La préoccupation éthique doit être positionnée à un niveau stratégique, compte tenu de la nature des risques encourus par les organisations (risque juridique, risque financier, risque d’image…).
– Réfléchir à l’éthique de l’intelligence artificielle n’est aujourd’hui plus un luxe mais une nécessité
Nous avons la conviction que les directions doivent s’emparer du sujet et mettre en place un système de management de l’éthique de l’intelligence artificielle. Il permettra d’une part d’aligner les usages avec les valeurs de l’organisation et de la société, et d’autre part d’offrir une valeur supplémentaire aux consommateurs.
La réflexion implique une concertation, la plus large possible, pour s’interroger sur les valeurs de l’organisation, et formaliser les principes directeurs éthiques applicables à l’intelligence artificielle dans une Charte. Le sujet devra être adressé dans une instance adaptée, intégrée au sein d’un comité éthique existant, ou d’un comité dédié. Qui, dans sa composition, pourra assurer une diversité des expertises : responsable éthique, développeur, chef de projet, juriste…
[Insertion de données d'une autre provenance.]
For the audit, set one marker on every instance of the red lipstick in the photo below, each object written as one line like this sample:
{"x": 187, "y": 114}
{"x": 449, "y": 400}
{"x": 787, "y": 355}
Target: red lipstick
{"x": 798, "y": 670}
– Ethics by design : une conception numérique responsable
Au niveau de la DSI, la diversité dans les équipes de développement est essentielle pour promouvoir une IA elle-même plus mixte et représentative. Cette diversité doit s’accompagner d’une promotion d’une IA "ethics by design", où l’éthique ne serait plus abordée comme une exigence annexe, mais bien comme un élément structurant et impératif de l’algorithme. Dans le cas où l’organisation ne développe pas elle-même ses solutions mais les acquiert, une inclusion dans le processus d’achat, et une responsabilisation des fournisseurs au sujet peuvent être développées.
– Anticiper les évolutions rapides de l'IA
Le domaine de l’intelligence artificielle étant l’objet de progrès très rapides, un dispositif de maintien des connaissances et des pratiques à l’état de l’art est indispensable. Celui-ci doit notamment passer par une veille réglementaire et technologique, mais aussi par une révision des pratiques aussi souvent que nécessaire.
Les algorithmes d’IA se perfectionnant avec le volume de données traitées, leur comportement est susceptible d’évoluer en conséquence, justifiant ainsi la mise en place d’un suivi et d’une évaluation tout au long de leur cycle de vie. L’éthique des algorithmes doit ainsi être pensée à la conception, mais aussi une fois en production.
Enfin, à l’heure où la technologie nourrit encore de nombreux fantasmes, les organisations ne doivent pas négliger la communication autour de l’IA responsable, en s’adressant aux collaborateurs, aux clients et aux citoyens : car au-delà de la sensibilisation il s’agit de promouvoir l’usage qui peut et doit être fait de l’IA.